As palavras da geógrafa norte-americana ultrapassam as fronteiras dos Estados Unidos e nos ajudam a pensar outros contextos onde a prisão se expandiu como resposta a crises, mascarando dilapidação social como ordem.

A compreensão da prisão como infraestrutura política, não como reação à criminalidade, é ponto de partida para a proposta de uma inversão teórica e prática: a prisão não emerge onde há mais crime, mas onde o capital não pretende investir. Assim, o cárcere torna-se forma de gestão de excedente humano, desemprego, crise habitacional, falência de políticas públicas e marginalização racializada. O Estado penal é um operador de contenção, um intensificador da expropriação e da negação de direitos.
Resumo: o encarceramento em massa é a forma encontrada pelo neoliberalismo para administrar os estragos provocados por ele mesmo, como a estrutura de hierarquias raciais. O racismo, para Gilmore, não é apenas uma ideologia ou um discurso de ódio, mas um princípio de organização social, que se manifesta de forma concreta, regulando o direito à vida, à mobilidade, à terra e ao tempo. E é nesse ponto que a crítica de Gilmore ao capitalismo racial revela o funcionamento interdependente de classe, raça, gênero e espaço, amalgamados pela violência.
Keynesianismo militar
A geógrafa desenvolve o conceito de “keynesianismo militar” para demonstrar como investimentos estatais, antes voltados para políticas de bem-estar social, foram deslocados para a segurança pública e o complexo industrial–prisional. A economia da guerra se transformou em política pública na cidade, e tem avançado cada vez mais sobre o campo. Em vez de escolas, prisões; em vez de trabalho, vigilantismo; em vez de moradia digna, expropriações; em vez de saúde, a farra de planos de saúde e a precarizaçao do sus.

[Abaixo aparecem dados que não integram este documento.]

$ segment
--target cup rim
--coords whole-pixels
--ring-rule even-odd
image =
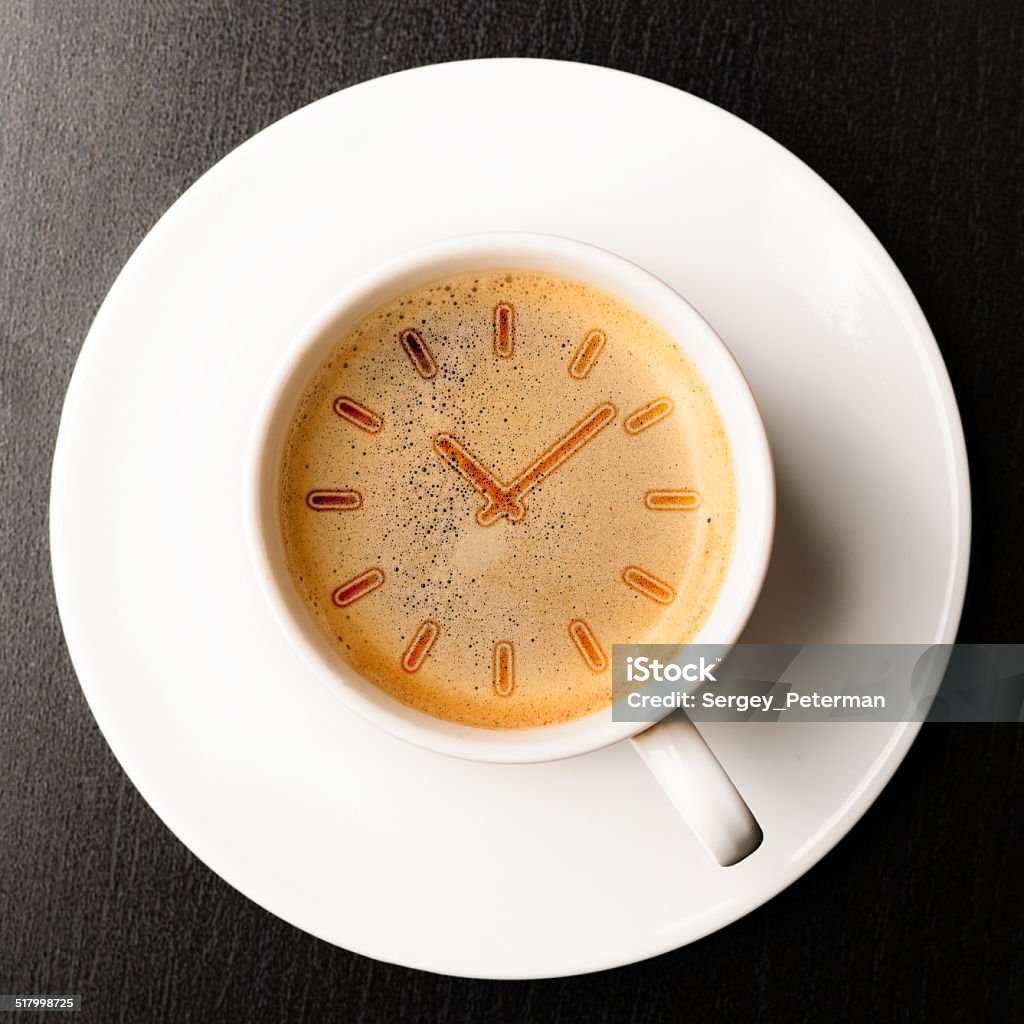
[[[298,398],[348,327],[390,297],[431,280],[464,271],[515,268],[575,277],[603,288],[629,302],[674,340],[681,327],[687,328],[687,344],[677,344],[704,378],[722,416],[732,448],[738,504],[732,561],[711,614],[690,643],[714,643],[727,650],[739,638],[767,573],[775,526],[771,452],[742,371],[724,341],[686,299],[630,260],[559,235],[490,231],[406,251],[342,288],[286,346],[258,406],[245,460],[243,518],[260,589],[302,661],[357,714],[437,753],[502,764],[585,754],[654,723],[613,721],[609,704],[562,724],[486,729],[435,718],[401,703],[348,665],[306,611],[284,564],[276,493],[280,446]]]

Essa transformação não se deu por omissão, mas por projeto. Nesse sentido, não cabe mais a quem busca mudanças estruturais falar em “ausência do Estado”. O Estado se presentifica no vigilantismo, no aprisionamento e na letalidade. A repressão é moldada como política de desenvolvimento, especialmente em áreas periféricas e rurais, reciclando infraestruturas abandonadas e corpos considerados descartáveis. Cabe aqui o diálogo com movimentos sociais negros, quilombolas e indígenas, que denunciam os efeitos do desenvolvimento neoliberal e progressista. Há produção crítica racial profícua sobre o paradigma desenvolvimentista, expondo como ele impõe uma ideia única de progresso que exige, para que existamos, a destruição de outros modos de vida.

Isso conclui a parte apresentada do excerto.